Maria Elisa Hospita
30 Oktober 2018•Update: 31 Oktober 2018
Hassan Isilow
JOHANNESBURG (AA) - Setelah video kontroversial milik menteri dalam negeri Afrika Selatan beredar luas di media sosial, Malusi Gigaba diminta untuk mengundurkan diri dari posisinya.
Pada Minggu, Gigaba telah meminta maaf terkait beredarnya video seksual miliknya. Dia mengatakan ponselnya telah diretas dan beberapa oknum telah meminta sejumlah uang darinya sebelum menyebarluaskannya.
“Saya memohon maaf kepada seluruh keluarga saya - terutama anak-anak, ibu, dan mertua saya - dan masyarakat Afrika Selatan yang dirugikan karena beredarnya video tersebut," kata Gigaba dalam sebuah pernyataan.
Meskipun telah meminta maaf, banyak warga Afrika Selatan mendesak pengunduran dirinya.
“Menteri telah mempermalukan dirinya dan pemerintah ANC yang berkuasa. Saya pikir dia harus mengundurkan diri,” kata Musa Azad, warga Johannesburg, kepada Anadolu Agency.
Profesor Andre Duvenhage dari Northwest University juga mengatakan bahwa jika skandal seperti itu terjadi di negara-negara Barat, maka Gigaba akan segera mundur dari jabatannya.
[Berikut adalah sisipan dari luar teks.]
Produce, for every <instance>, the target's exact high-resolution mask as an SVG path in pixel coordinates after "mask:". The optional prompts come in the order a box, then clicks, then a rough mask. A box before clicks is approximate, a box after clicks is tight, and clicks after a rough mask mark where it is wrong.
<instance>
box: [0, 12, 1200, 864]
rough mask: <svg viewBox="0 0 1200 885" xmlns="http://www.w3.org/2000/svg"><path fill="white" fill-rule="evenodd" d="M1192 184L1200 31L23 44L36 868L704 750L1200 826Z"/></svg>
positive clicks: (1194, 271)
“Saya rasa menteri tidak akan mengundurkan diri, padahal itu adalah hal yang tepat untuk dilakukan. Dia membela dirinya sendiri dengan mengatakan video itu bukan untuk konsumsi publik," tandas Duvenhage.
Sementara itu, sejumlah orang menyatakan simpati karena konten video itu bersifat pribadi, sehingga tidak seharusnya digunakan untuk menghakimi.
“Mari bersikap adil. Apa yang dilakukan Menteri @mgigaba secara privat tanpa merugikan orang lain bukanlah urusan siapapun," cuit Thuli Madonsela, yang menjabat sebagai pelindung publik periode 2009-2016, di Twitter.
"Orang-orang yang harus bertanggung jawab adalah mereka yang menyebarluaskannya,” tambah dia.
Pada Senin, Inspektur Jenderal Intelijen Afrika Selatan menyatakan bahwa pihaknya sedang meninjau keluhan yang diajukan menteri terkait peretasan ponsel.